7-11 is the anniversary of the day I met Bathtubgirl. It happened eight years ago and the reason it has significance is that it was one of a handful of days that completely changed my life. As with most turning points, the long-term change it precipitated couldn't have been predicted at the time. The most important thing Bathtubgirl did for me was drop me into California at the very start of the dotcom boom, something that changed lots of little details about my life, rounding out my adulthood, and making me much more complete as a person. On 7-11-98 I was looking for a way out of the social/political/economic quagmire of Charlottesville. By leaving Charlottesville I abandoned a few good things I should have/could have/might have pursued. But in the end, it was important to get out of that place.

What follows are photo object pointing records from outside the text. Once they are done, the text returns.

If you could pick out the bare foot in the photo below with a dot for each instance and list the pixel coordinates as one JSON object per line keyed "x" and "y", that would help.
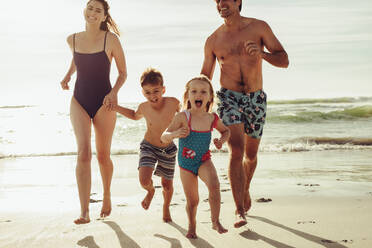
{"x": 106, "y": 207}
{"x": 219, "y": 228}
{"x": 82, "y": 220}
{"x": 191, "y": 235}
{"x": 148, "y": 198}
{"x": 166, "y": 214}
{"x": 247, "y": 203}
{"x": 240, "y": 220}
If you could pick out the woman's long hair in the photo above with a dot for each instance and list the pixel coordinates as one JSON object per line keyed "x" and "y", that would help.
{"x": 108, "y": 24}
{"x": 186, "y": 102}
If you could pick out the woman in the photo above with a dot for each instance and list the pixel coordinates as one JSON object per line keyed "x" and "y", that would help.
{"x": 94, "y": 98}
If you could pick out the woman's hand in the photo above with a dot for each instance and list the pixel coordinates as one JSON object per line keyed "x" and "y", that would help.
{"x": 111, "y": 100}
{"x": 217, "y": 143}
{"x": 64, "y": 83}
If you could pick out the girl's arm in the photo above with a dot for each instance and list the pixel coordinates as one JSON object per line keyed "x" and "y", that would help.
{"x": 111, "y": 99}
{"x": 225, "y": 134}
{"x": 72, "y": 68}
{"x": 177, "y": 129}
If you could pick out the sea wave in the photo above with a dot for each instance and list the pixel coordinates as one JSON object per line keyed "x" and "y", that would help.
{"x": 16, "y": 106}
{"x": 322, "y": 100}
{"x": 360, "y": 112}
{"x": 302, "y": 144}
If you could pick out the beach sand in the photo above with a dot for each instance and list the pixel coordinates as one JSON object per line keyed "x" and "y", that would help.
{"x": 319, "y": 199}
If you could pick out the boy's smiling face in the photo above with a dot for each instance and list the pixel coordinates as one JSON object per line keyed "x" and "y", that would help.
{"x": 153, "y": 93}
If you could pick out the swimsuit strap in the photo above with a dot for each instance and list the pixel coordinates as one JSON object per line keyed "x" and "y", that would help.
{"x": 214, "y": 123}
{"x": 104, "y": 46}
{"x": 188, "y": 117}
{"x": 73, "y": 42}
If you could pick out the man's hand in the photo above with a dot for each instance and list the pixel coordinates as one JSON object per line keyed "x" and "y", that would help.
{"x": 64, "y": 83}
{"x": 252, "y": 49}
{"x": 110, "y": 100}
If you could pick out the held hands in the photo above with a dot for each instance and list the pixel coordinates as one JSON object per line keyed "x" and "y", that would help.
{"x": 182, "y": 132}
{"x": 217, "y": 143}
{"x": 252, "y": 49}
{"x": 64, "y": 83}
{"x": 110, "y": 101}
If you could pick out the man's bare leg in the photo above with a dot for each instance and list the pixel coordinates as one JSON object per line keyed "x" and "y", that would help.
{"x": 236, "y": 171}
{"x": 167, "y": 195}
{"x": 250, "y": 164}
{"x": 145, "y": 178}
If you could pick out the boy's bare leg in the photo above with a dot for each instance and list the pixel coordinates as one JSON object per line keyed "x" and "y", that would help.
{"x": 167, "y": 195}
{"x": 208, "y": 175}
{"x": 250, "y": 164}
{"x": 104, "y": 125}
{"x": 236, "y": 146}
{"x": 190, "y": 187}
{"x": 145, "y": 178}
{"x": 82, "y": 128}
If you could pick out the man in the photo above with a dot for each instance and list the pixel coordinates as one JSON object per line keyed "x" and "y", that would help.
{"x": 238, "y": 45}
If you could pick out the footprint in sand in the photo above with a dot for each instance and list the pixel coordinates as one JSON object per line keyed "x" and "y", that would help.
{"x": 309, "y": 184}
{"x": 263, "y": 200}
{"x": 122, "y": 205}
{"x": 305, "y": 222}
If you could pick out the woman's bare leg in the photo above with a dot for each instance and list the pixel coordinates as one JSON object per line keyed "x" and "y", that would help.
{"x": 82, "y": 128}
{"x": 104, "y": 124}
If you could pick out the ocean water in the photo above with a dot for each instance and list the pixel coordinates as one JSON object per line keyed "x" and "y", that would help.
{"x": 292, "y": 126}
{"x": 330, "y": 65}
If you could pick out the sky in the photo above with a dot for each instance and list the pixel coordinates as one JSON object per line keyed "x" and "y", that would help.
{"x": 328, "y": 42}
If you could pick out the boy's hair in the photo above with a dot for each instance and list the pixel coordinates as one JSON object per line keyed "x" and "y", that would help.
{"x": 186, "y": 102}
{"x": 151, "y": 76}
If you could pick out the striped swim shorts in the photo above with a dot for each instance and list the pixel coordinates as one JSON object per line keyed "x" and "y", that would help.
{"x": 165, "y": 157}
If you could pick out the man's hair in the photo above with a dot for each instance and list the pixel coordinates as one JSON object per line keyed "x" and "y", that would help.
{"x": 151, "y": 76}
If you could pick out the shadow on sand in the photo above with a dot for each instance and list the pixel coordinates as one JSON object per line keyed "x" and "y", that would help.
{"x": 88, "y": 241}
{"x": 124, "y": 240}
{"x": 199, "y": 242}
{"x": 175, "y": 243}
{"x": 316, "y": 239}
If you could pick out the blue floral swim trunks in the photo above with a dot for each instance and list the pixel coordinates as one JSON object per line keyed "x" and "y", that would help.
{"x": 248, "y": 108}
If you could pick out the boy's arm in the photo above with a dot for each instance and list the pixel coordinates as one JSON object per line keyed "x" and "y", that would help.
{"x": 176, "y": 129}
{"x": 225, "y": 134}
{"x": 130, "y": 113}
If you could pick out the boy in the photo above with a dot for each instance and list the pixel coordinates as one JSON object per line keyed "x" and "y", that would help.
{"x": 158, "y": 112}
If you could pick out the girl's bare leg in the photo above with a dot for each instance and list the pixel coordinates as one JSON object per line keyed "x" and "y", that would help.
{"x": 82, "y": 128}
{"x": 190, "y": 187}
{"x": 208, "y": 175}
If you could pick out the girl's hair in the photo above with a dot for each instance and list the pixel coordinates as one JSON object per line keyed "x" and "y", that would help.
{"x": 186, "y": 102}
{"x": 108, "y": 24}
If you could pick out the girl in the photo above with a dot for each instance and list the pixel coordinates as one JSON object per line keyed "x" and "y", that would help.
{"x": 193, "y": 151}
{"x": 94, "y": 98}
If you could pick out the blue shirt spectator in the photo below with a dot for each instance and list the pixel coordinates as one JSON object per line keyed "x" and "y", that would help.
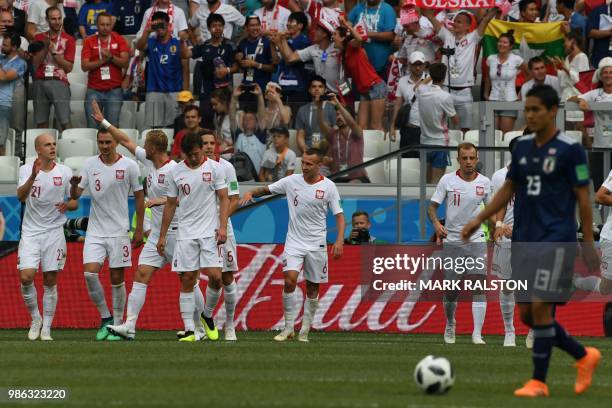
{"x": 377, "y": 17}
{"x": 129, "y": 15}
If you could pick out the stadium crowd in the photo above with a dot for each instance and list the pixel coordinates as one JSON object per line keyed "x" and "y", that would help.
{"x": 253, "y": 70}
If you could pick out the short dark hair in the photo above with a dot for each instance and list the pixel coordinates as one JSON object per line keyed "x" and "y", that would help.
{"x": 214, "y": 18}
{"x": 360, "y": 213}
{"x": 535, "y": 60}
{"x": 437, "y": 72}
{"x": 546, "y": 94}
{"x": 524, "y": 3}
{"x": 160, "y": 15}
{"x": 299, "y": 18}
{"x": 191, "y": 141}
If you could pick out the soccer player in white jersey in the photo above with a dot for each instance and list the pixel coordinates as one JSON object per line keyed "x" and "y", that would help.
{"x": 43, "y": 186}
{"x": 230, "y": 253}
{"x": 501, "y": 266}
{"x": 309, "y": 197}
{"x": 196, "y": 182}
{"x": 109, "y": 178}
{"x": 464, "y": 191}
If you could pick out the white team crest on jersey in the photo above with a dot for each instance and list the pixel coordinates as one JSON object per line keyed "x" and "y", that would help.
{"x": 549, "y": 164}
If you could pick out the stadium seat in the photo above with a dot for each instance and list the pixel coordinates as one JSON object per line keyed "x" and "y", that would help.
{"x": 75, "y": 163}
{"x": 374, "y": 144}
{"x": 9, "y": 169}
{"x": 30, "y": 137}
{"x": 75, "y": 147}
{"x": 410, "y": 171}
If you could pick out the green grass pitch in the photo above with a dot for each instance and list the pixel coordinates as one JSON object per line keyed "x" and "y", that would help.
{"x": 333, "y": 370}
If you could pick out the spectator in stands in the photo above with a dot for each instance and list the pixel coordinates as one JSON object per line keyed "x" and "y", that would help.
{"x": 529, "y": 11}
{"x": 576, "y": 20}
{"x": 360, "y": 231}
{"x": 37, "y": 18}
{"x": 537, "y": 70}
{"x": 410, "y": 132}
{"x": 217, "y": 61}
{"x": 273, "y": 16}
{"x": 601, "y": 40}
{"x": 177, "y": 25}
{"x": 372, "y": 90}
{"x": 220, "y": 103}
{"x": 461, "y": 63}
{"x": 163, "y": 83}
{"x": 12, "y": 68}
{"x": 345, "y": 143}
{"x": 192, "y": 125}
{"x": 292, "y": 77}
{"x": 231, "y": 16}
{"x": 307, "y": 120}
{"x": 500, "y": 84}
{"x": 88, "y": 17}
{"x": 184, "y": 99}
{"x": 378, "y": 20}
{"x": 279, "y": 160}
{"x": 256, "y": 55}
{"x": 104, "y": 56}
{"x": 323, "y": 54}
{"x": 129, "y": 14}
{"x": 52, "y": 63}
{"x": 435, "y": 108}
{"x": 19, "y": 17}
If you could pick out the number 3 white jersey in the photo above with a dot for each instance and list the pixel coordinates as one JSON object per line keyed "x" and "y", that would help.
{"x": 498, "y": 180}
{"x": 157, "y": 186}
{"x": 196, "y": 190}
{"x": 464, "y": 200}
{"x": 308, "y": 205}
{"x": 109, "y": 187}
{"x": 49, "y": 189}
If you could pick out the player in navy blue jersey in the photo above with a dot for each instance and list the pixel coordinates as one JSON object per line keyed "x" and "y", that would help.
{"x": 548, "y": 175}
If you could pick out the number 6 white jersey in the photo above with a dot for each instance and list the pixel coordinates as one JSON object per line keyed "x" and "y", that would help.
{"x": 464, "y": 200}
{"x": 109, "y": 187}
{"x": 49, "y": 189}
{"x": 308, "y": 205}
{"x": 196, "y": 190}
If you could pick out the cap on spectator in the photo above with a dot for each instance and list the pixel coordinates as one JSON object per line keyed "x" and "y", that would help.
{"x": 416, "y": 56}
{"x": 184, "y": 96}
{"x": 604, "y": 63}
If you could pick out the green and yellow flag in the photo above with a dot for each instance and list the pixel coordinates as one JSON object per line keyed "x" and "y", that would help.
{"x": 532, "y": 39}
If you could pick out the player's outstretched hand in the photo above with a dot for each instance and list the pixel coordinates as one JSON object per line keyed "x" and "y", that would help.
{"x": 469, "y": 229}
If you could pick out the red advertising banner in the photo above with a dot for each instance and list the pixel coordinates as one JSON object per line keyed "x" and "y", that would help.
{"x": 260, "y": 283}
{"x": 454, "y": 4}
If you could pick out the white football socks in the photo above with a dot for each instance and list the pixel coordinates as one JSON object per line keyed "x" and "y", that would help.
{"x": 289, "y": 309}
{"x": 310, "y": 308}
{"x": 135, "y": 303}
{"x": 96, "y": 293}
{"x": 49, "y": 305}
{"x": 230, "y": 295}
{"x": 119, "y": 297}
{"x": 187, "y": 306}
{"x": 212, "y": 298}
{"x": 479, "y": 310}
{"x": 506, "y": 304}
{"x": 31, "y": 300}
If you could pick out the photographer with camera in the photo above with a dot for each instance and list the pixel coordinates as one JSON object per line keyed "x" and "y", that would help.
{"x": 360, "y": 232}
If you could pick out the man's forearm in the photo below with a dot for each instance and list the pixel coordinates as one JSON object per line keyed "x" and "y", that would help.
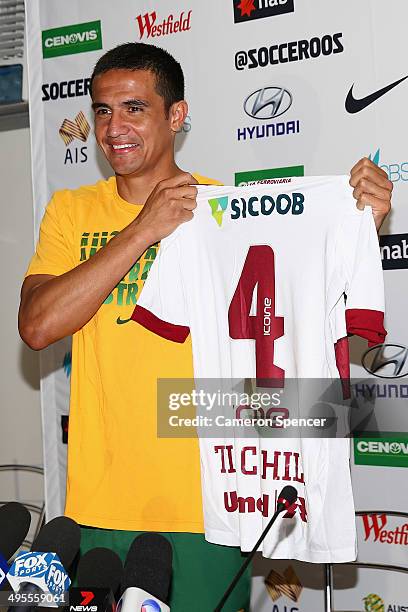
{"x": 63, "y": 304}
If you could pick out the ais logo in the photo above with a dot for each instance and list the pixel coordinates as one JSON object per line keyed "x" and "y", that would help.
{"x": 218, "y": 207}
{"x": 78, "y": 129}
{"x": 253, "y": 206}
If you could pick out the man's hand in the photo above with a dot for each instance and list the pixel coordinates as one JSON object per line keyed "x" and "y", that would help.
{"x": 372, "y": 188}
{"x": 170, "y": 203}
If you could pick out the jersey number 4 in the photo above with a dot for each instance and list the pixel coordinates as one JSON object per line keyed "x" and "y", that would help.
{"x": 264, "y": 327}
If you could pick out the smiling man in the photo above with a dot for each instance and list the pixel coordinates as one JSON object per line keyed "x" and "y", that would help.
{"x": 96, "y": 246}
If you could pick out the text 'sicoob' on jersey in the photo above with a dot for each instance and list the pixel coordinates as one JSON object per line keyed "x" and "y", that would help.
{"x": 259, "y": 278}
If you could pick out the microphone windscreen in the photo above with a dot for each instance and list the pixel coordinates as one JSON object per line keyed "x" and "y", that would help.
{"x": 100, "y": 568}
{"x": 148, "y": 565}
{"x": 15, "y": 522}
{"x": 286, "y": 498}
{"x": 62, "y": 535}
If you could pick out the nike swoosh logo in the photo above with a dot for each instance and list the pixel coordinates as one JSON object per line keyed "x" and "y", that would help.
{"x": 120, "y": 321}
{"x": 354, "y": 105}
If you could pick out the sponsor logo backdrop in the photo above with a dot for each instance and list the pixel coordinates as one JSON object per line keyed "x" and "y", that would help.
{"x": 281, "y": 90}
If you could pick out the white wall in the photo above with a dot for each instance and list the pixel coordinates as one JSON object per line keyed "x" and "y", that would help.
{"x": 20, "y": 422}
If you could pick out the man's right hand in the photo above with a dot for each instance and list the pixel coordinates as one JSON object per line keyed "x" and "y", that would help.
{"x": 170, "y": 203}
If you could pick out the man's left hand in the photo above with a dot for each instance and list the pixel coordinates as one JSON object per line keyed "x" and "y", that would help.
{"x": 372, "y": 188}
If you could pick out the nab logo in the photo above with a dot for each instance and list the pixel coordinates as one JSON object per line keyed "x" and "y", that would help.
{"x": 218, "y": 207}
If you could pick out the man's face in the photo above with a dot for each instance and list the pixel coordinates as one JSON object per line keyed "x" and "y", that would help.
{"x": 131, "y": 126}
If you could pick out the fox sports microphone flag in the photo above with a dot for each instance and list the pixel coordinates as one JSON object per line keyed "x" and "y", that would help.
{"x": 259, "y": 277}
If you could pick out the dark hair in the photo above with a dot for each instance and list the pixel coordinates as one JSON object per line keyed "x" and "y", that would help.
{"x": 140, "y": 56}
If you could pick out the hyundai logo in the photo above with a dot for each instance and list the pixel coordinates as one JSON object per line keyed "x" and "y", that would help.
{"x": 268, "y": 102}
{"x": 377, "y": 358}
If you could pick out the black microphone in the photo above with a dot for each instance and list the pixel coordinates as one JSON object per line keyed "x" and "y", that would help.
{"x": 36, "y": 572}
{"x": 15, "y": 522}
{"x": 147, "y": 574}
{"x": 99, "y": 574}
{"x": 287, "y": 497}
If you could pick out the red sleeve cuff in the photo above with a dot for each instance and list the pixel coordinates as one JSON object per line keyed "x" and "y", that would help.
{"x": 368, "y": 324}
{"x": 176, "y": 333}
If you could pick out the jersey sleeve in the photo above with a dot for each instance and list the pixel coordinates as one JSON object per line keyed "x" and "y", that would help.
{"x": 54, "y": 251}
{"x": 161, "y": 307}
{"x": 364, "y": 284}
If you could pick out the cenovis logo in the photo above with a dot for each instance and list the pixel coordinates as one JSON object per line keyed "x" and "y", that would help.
{"x": 268, "y": 102}
{"x": 390, "y": 450}
{"x": 78, "y": 38}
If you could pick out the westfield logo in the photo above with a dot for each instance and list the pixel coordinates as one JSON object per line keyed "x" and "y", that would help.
{"x": 151, "y": 28}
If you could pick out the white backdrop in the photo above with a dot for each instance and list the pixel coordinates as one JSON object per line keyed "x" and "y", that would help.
{"x": 349, "y": 43}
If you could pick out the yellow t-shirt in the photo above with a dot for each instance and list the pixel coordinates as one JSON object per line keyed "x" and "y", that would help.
{"x": 120, "y": 474}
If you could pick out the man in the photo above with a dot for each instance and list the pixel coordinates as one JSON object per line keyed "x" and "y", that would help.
{"x": 122, "y": 479}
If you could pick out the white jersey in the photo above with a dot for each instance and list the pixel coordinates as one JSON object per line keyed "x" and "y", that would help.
{"x": 259, "y": 278}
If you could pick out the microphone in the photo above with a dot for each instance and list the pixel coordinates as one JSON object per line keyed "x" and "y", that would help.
{"x": 42, "y": 569}
{"x": 99, "y": 574}
{"x": 147, "y": 575}
{"x": 15, "y": 522}
{"x": 287, "y": 497}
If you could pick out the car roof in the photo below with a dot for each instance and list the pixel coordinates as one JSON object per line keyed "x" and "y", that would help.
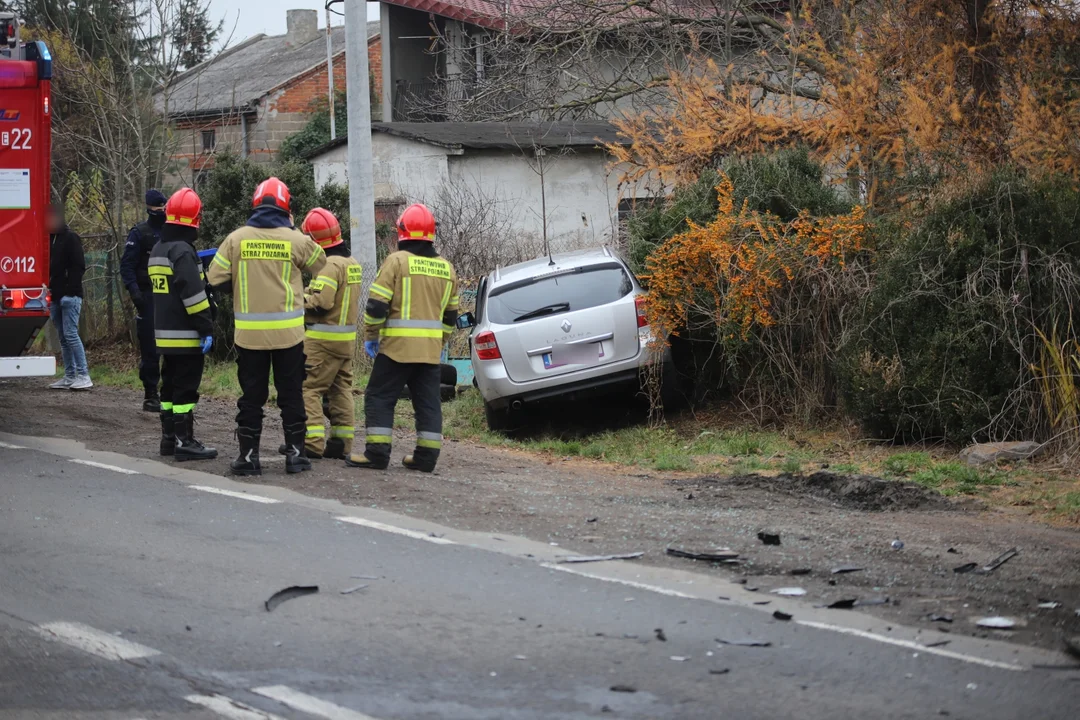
{"x": 542, "y": 266}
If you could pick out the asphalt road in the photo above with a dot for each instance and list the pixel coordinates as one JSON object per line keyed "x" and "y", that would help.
{"x": 134, "y": 595}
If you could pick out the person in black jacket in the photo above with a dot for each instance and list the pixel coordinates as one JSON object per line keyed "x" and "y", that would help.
{"x": 140, "y": 241}
{"x": 183, "y": 325}
{"x": 66, "y": 267}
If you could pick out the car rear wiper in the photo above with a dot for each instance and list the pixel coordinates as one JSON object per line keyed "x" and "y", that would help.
{"x": 547, "y": 310}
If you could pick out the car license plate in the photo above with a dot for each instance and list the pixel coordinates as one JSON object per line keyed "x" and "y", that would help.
{"x": 548, "y": 364}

Syd Barrett got out of this place today, dying of complications from diabetes at the age of 60. As with Timothy Leary, his demise had been celebrated decades before he finally checked out. Syd Barrett didn't write all that many of songs and didn't always figure out how to make a song perfect, but when he got it right, Jesus, he nailed it like Stephen Colbert. Is there any song quite like "See Emily Play" or "Arnold Lane"? Syd hasn't done anything for decades, but he hasn't had to. Compare Syd Barrett's life with George W. Bush, who is also 60. Somehow I don't think anyone will ever be telling Bush to "Shine on, you crazy diamond." More like "Blink on, you lump of lead."

For me it was another day mostly spent hanging sheetrock in the garage. The dogs and the cats all like to hang out with me as I work.